Tester's notes: This version has vanilla -- just a bit, but it adds so much -- and I love the rich crumbly topping. This pie was a little sweeter than Martha's (though I was using different rhubarb, which could have an effect). If you prefer tart-tasting rhubarb, you might decrease the sugar slightly. Daye advises putting just a light dusting of cornstarch on the pastry shell before adding the rhubarb mix to keep the pastry from getting soggy.
Lemon custard royale
1 angel food cake
6 egg yolks, beaten
175 ml (3/4 cup) white sugar
175 ml (3/4 cup) lemon juice
7 ml (1 1/2 tsp) grated lemon rind
15 ml (1 tbsp) or 1 envelope unflavoured gelatine
60 ml (1/4 cup) cold water
6 egg whites
175 ml (3/4 cup) white sugar
sweetened whipped cream
Trim crusts from angel food cake and tear cake into medium pieces.
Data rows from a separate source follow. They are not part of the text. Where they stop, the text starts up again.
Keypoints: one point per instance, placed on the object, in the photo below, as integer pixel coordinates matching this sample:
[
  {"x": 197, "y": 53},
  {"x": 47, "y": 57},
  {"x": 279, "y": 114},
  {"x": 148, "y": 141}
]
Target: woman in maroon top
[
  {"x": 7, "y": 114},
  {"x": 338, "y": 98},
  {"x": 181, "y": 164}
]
Combine egg yolks, 175 ml (3/4 cup) sugar, lemon juice and lemon peel in a double boiler set over hot water or in a very heavy pot over low heat. Cook, stirring often, until mixture begins to thicken and coats the back of a spoon (about 8 minutes). Meanwhile soften gelatine in cold water. Remove lemon mixture from heat and add gelatine mixture. Let cool until partially set. Beat egg whites with an electric mixer until soft peaks form. Gradually add 175 ml (3/4 cup) sugar and beat until stiff. Fold gently into lemon mixture. In a greased 25 cm (10 in) tube pan, alternate layers of cake and lemon custard until there are 3 layers of each. (Don't worry that custard runs between the pieces.) Chill until firm, at least 6 hours or overnight. Run knife tip around edges and centre tube of pan. Unmould onto a serving dish and frost with sweetened whipped cream (if desired).
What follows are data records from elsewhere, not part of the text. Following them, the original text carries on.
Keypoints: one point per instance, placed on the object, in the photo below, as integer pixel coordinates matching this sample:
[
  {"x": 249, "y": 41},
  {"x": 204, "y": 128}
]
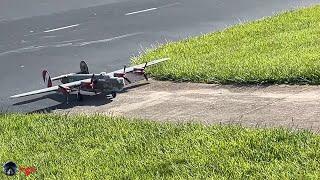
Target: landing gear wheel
[
  {"x": 79, "y": 96},
  {"x": 114, "y": 95}
]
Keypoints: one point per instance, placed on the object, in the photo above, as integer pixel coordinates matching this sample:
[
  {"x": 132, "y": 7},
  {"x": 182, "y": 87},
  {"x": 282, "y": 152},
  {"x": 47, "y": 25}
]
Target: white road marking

Tester's notes: OK, I have to confess I bought my angel food cake. (I did make the pastry for the rhubarb pie, though.) Supermarket angel food cakes have been shrinking in the past few years: The first one I bought was only 17 cm (7 in) across, and I had to run out and buy a second one to fill my 25 cm (10 in) tube pan. Still, I think there is some leeway with different cake sizes and different pan sizes, and I don't think the ratio of cake to custard has to be excruciatingly exact. Joan's version is made in a 33 x 22 cm (13 x 9 in) pan, and she places the pieces carefully, while the other recipes let you tear them up and throw them in. I can be a coward about unmoulding big cakes, but this one came out nicely. (If you have a one-piece tube pan, you can dip it in hot water before unmoulding. If you have a tube pan with a removable bottom, just push it up gently. If using a 33 x 22 cm (13 x 9 in) pan, just top with whipped cream and cut pieces from the pan.)
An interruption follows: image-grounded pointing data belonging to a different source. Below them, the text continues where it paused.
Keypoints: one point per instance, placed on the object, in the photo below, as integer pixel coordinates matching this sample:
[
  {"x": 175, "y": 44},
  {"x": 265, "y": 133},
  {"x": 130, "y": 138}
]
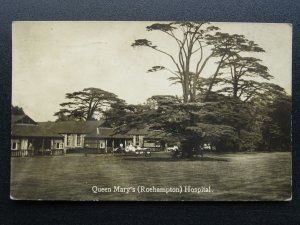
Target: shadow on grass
[{"x": 160, "y": 159}]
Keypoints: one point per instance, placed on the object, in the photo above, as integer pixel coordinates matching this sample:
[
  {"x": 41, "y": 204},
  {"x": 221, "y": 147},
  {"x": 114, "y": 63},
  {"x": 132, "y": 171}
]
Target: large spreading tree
[
  {"x": 221, "y": 108},
  {"x": 88, "y": 104}
]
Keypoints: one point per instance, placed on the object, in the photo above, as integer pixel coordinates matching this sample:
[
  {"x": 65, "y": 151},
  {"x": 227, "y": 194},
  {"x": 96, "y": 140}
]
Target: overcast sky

If you like sweeter lemon desserts, Joan's recipe calls for 125 ml (1/2 cup) lemon juice and 60 ml (1/4 cup) water rather than the 175 ml (3/4 cup) of straight lemon juice. I should also point out that Lorraine remembers this as a delicious dessert but has stopped making it because of the uncooked egg whites. (Health Canada now advises against consuming uncooked eggs, and they should not be served to the very young, the elderly, pregnant women or anyone with a compromised immune system. One solution, as Lorraine points out, is to use pasteurized liquid egg whites, which can be found in the egg section of many supermarkets).